I had my redundancy pay, and we made some lifestyle adjustments.
I had to pay for my training alongside my living costs, and took a salary drop.
The training year was hard, but once you get through that year, you can go up the pay scale each year during your first six years of teaching. If you are interested in becoming a teacher, the salary ranges are available on line so you can work out what you're going to earn.
For some subjects there are bursaries for teacher training, it depends on the government and what subjects they have a shortage of teachers for.
What was the most difficult thing about changing?
I've never regretted moving into teaching, but I've had some tough moments.
Going from someone who's really experienced in what they’re doing to someone who doesn't really know what they're doing at all, is quite a change – having to accept that I'm not the expert anymore.
What help did you get?
My biggest support was my other half.
Teacher training is tough, and if you've got children you need someone at home who can pick up and drop off the kids.

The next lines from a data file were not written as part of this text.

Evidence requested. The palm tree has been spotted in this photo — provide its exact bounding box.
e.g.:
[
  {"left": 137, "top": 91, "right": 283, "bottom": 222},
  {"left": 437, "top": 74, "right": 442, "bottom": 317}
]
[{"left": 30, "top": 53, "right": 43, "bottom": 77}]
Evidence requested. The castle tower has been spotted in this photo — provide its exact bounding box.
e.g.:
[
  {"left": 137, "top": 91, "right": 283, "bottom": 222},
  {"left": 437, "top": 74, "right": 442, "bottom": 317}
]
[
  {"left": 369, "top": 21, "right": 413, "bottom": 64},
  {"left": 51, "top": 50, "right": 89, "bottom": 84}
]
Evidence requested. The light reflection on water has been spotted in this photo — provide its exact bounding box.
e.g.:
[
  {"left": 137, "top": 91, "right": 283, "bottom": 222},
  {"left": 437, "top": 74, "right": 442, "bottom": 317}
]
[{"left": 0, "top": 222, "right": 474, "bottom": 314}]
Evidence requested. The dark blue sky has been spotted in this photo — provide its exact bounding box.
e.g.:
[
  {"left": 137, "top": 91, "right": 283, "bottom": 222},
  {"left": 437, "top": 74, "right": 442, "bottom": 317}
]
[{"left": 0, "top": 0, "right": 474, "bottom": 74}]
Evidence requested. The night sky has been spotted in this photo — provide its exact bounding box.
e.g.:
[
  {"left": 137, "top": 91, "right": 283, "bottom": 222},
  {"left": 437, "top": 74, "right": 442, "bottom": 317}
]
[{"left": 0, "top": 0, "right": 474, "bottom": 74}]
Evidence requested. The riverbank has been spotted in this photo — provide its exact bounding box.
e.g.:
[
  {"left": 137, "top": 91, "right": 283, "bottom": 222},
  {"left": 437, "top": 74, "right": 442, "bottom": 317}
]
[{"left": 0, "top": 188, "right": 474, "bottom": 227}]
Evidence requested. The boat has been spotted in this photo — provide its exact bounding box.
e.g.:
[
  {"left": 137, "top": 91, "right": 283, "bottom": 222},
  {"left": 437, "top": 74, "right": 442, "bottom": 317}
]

In that training year, you need a supportive network around you, especially if you have kids.
I picked the brains of friends, and friends of friends who are teachers.
And I also developed a support network of peers with the other trainees, so that when something goes wrong, I’ve got someone I can run things past.
What would you advise others to do in the same situation?
If you want to go into teaching, definitely spend time in schools and talk to other teachers, to really understand what’s involved and what hard work it is.
Don't just take the first training placement you're offered – think about the schools you're going to and their ethos or culture.
In terms of career change more generally, I’d say do something you enjoy, as it’s much easier to get up and go to work if you're doing something you enjoy.
You need to do something that's fulfilling and interesting if you're going to stick with it long term.